DANZO OGNI GIORNO PER CONQUISTARE LA MIA LIBERTÀ

Premio Danza&Danza come miglior ballerino internazionale nel 2023, Sergio Bernal nasce a Madrid nel 1990. A soli quattro anni incontra il flamenco e la danza spagnola che lo porterà nel 2012 ad entrare nel Ballet Nacional de España dapprima come solista e poi come primo ballerino nel 2016.

MM: Sergio hai iniziato a danzare sin da piccolo il flamenco che cosa ti ha conquistato di questa danza?
SB: E’ stata davvero strana questa mia passione perchè mia madre ha portato me e mio fratello gemello a studiare danza così per caso: nessuno in famiglia è stato mai coinvolto in alcun modo nella danza.

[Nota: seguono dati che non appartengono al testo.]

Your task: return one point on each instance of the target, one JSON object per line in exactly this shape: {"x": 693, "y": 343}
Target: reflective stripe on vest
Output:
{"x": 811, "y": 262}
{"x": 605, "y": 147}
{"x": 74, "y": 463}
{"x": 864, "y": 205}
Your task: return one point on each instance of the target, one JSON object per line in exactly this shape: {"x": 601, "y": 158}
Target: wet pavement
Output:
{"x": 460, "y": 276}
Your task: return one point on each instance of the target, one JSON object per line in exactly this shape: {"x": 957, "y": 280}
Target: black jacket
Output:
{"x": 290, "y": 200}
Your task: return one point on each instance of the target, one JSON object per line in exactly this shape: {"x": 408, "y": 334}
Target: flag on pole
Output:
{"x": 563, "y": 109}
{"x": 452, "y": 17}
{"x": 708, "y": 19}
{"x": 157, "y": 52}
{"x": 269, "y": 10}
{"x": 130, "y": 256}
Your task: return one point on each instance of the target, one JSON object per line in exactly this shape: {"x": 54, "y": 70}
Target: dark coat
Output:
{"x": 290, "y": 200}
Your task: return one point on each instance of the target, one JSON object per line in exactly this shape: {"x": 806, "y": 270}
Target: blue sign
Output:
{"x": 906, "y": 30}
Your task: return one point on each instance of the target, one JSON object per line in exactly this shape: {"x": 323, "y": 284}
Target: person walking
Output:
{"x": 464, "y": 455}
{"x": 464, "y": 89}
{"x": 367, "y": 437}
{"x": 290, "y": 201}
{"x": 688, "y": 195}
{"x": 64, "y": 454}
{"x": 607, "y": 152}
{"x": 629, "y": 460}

Anzi di solito per i maschi era più normale giocare a football e infatti mio fratello dopo una settimana non è più voluto venire con me… mentre a me si è aperto un mondo: il mio mondo. Ho capito fin da subito che il mio modo di comunicare era la danza e danzare per me era il mio modo per sentirmi libero.
La prima volta che sono salito su un un palcoscenico, quando avevo solo quattro o cinque anni, ho capito che mi sentivo libero parlando al pubblico attraverso il mio corpo. Con la danza mi sento libero di creare bellezza e di costruire emozioni. Ho capito sin da piccolo che la bellezza che costruiscono ed emanano gli artisti sia importante e decisiva per la società e credo che il mondo ne abbia sempre di più bisogno vivendo così tanti momenti difficili.

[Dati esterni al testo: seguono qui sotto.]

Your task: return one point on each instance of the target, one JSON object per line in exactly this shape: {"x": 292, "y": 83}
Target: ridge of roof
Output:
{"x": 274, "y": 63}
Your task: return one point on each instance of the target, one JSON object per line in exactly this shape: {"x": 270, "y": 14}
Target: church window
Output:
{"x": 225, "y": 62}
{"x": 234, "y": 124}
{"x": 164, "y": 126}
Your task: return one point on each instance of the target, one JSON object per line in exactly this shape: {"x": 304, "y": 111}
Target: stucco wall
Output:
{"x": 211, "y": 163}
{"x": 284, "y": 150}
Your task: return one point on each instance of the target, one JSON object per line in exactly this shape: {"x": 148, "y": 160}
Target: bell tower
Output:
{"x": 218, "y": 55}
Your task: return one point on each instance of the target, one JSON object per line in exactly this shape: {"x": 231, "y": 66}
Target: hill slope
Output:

MM: Nel tuo percorso ti ha guidato una spinta emotiva che ti faceva sentire completamente libero?
SB: Sì e lo ero anche quando uscivo dalla scuola di danza e giocavo con gli amici, sognavo sempre di essere su un palcoscenico. Credo sia bello fare del tuo lavoro, della tua vita, un gioco. Certo, abbiamo sempre delle responsabilità, dei problemi, come tutti, ma se fai quello che ti piace ti senti realizzato. Specie in un lavoro come il mio nel quale devi riuscire a trasmettere serenità e bellezza al pubblico.

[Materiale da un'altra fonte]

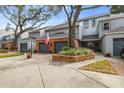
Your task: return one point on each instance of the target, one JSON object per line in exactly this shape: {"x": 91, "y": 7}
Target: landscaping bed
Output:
{"x": 103, "y": 66}
{"x": 2, "y": 51}
{"x": 73, "y": 55}
{"x": 11, "y": 54}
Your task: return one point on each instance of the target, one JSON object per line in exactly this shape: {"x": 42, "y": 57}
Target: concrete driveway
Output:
{"x": 40, "y": 72}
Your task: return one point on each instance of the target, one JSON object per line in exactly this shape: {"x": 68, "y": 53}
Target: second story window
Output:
{"x": 93, "y": 22}
{"x": 86, "y": 24}
{"x": 106, "y": 26}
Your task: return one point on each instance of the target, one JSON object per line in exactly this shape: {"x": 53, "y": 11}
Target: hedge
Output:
{"x": 3, "y": 51}
{"x": 75, "y": 51}
{"x": 11, "y": 55}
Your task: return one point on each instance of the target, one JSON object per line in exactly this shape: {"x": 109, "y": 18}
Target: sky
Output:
{"x": 61, "y": 17}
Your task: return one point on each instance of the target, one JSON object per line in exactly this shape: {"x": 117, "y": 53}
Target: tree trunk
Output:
{"x": 72, "y": 43}
{"x": 13, "y": 47}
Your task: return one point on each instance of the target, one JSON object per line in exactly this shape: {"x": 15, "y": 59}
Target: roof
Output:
{"x": 90, "y": 38}
{"x": 60, "y": 26}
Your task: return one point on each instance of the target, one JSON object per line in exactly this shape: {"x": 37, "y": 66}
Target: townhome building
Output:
{"x": 111, "y": 34}
{"x": 88, "y": 33}
{"x": 27, "y": 40}
{"x": 58, "y": 38}
{"x": 6, "y": 39}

MM: Ci puoi spiegare meglio la differenza tra il flamenco e le altre danze spagnole?
SB: Il primo ballo spagnolo che è nato è stato il flamenco ma agli inizi del ‘900 i ballerini di flamenco hanno studiato anche il balletto classico e hanno capito che sarebbe stato possibile “mixare” queste tipologie di danza. Quella che ne è derivata è la danza spagnola dove si possono vedere anche passi simili al repertorio classico. A differenza del ballo spagnolo, il flamenco nasce nell'individualità e la differenza con la danza spagnola è proprio questa: si può fare anche un solo ma è normale costruire balletti con più persone.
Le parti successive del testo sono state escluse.